I have a small Klipsch sub amp I am using to power a pg rsd but its not enough power.......I need more power


----------



## Oliver (Jun 25, 2007)

converter from 120v to 12v.


----------



## JAX (Jun 2, 2006)

well..thats what I thought but where can I find one? I never see one for sale...is that not something I can get locally or do I need to get that off the net?


----------



## chad (Jun 30, 2005)

gentlejax2 said:


> well..thats what I thought but where can I find one? I never see one for sale...is that not something I can get locally or do I need to get that off the net?


Good ones are not cheap, about the price of a plate amp


----------



## dBassHz (Nov 2, 2005)

chad said:


> Good ones are not cheap, about the price of a plate amp


I lucked out and snagged a Iota 45 amp power supply on eBay for $50 shipped.


----------



## chad (Jun 30, 2005)

omarmipi said:


> I lucked out and snagged a Iota 45 amp power supply on eBay for $50 shipped.


Kiss my ass  

Hell of a find!

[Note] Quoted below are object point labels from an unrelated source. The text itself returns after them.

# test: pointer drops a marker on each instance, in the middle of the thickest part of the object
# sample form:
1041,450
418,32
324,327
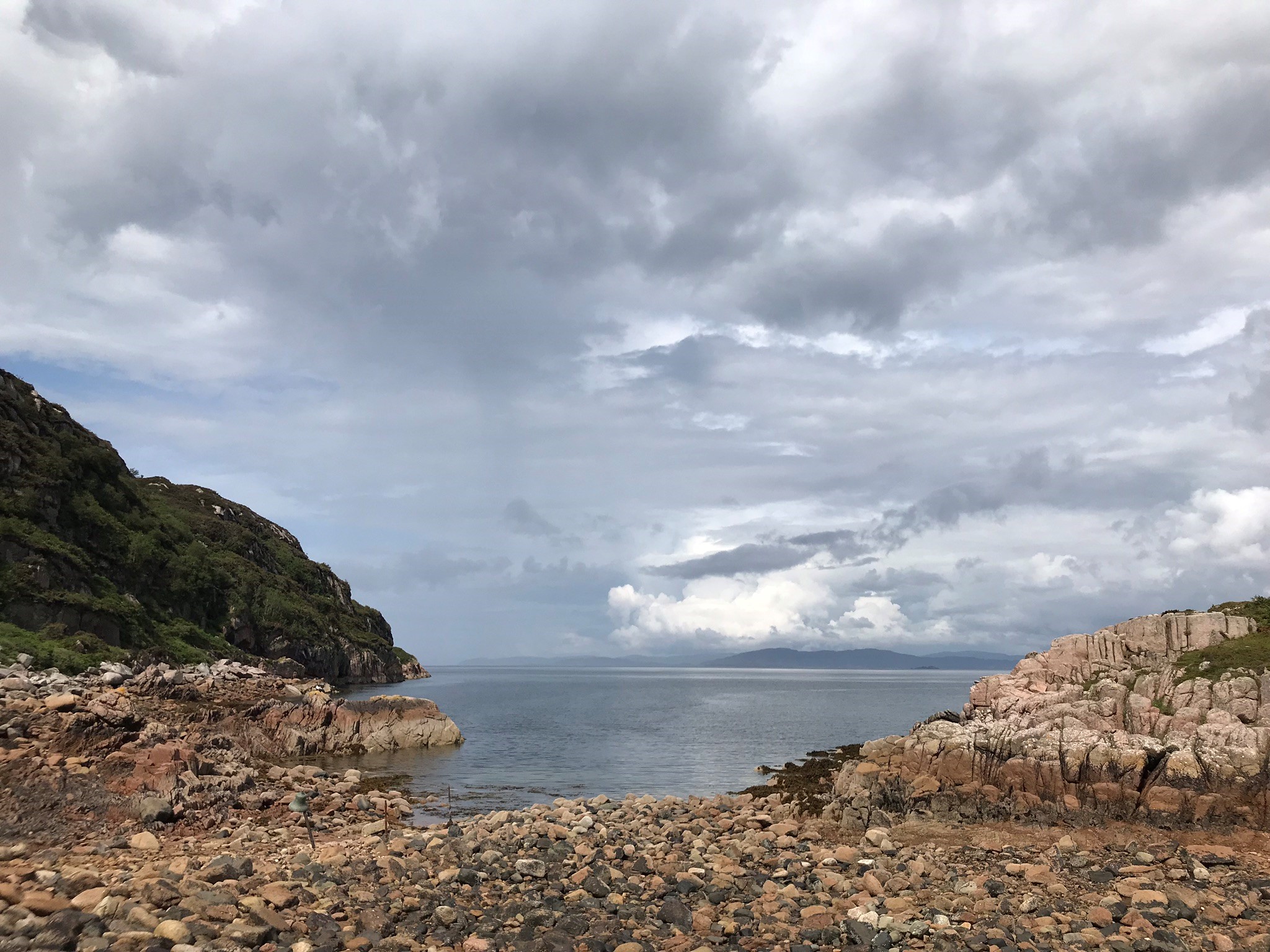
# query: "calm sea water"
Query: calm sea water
534,734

Congrats!


----------



## JAX (Jun 2, 2006)

well f*ck that ...I will just buy something else....I mean I would rather spend the money on a legitimate solution....


----------



## tcguy85 (Oct 29, 2007)

use a car battery and trickle charge it during the night. i'm doing that right now. i'm using my treo ssi ten thats in a 1.75 cu ft net box tuned to 35 hz. i have it hooked to a cheap old RF 301M amp that i had layinb around. it's tuned way to high for HT though. i might try adding to the port inside and maybe using a different sub. this is what was in my car before but i hate to waste the box. and my amp blew on my JBL so it's my temp fix.

i really wanna buy a big amp from parts express and a dayton titanic and make a nice big box tuned in the low 20's.


----------



## invecs (Jul 30, 2005)

Yup...use a car battery. Home electricity sucks...it fluctuates everytime.


----------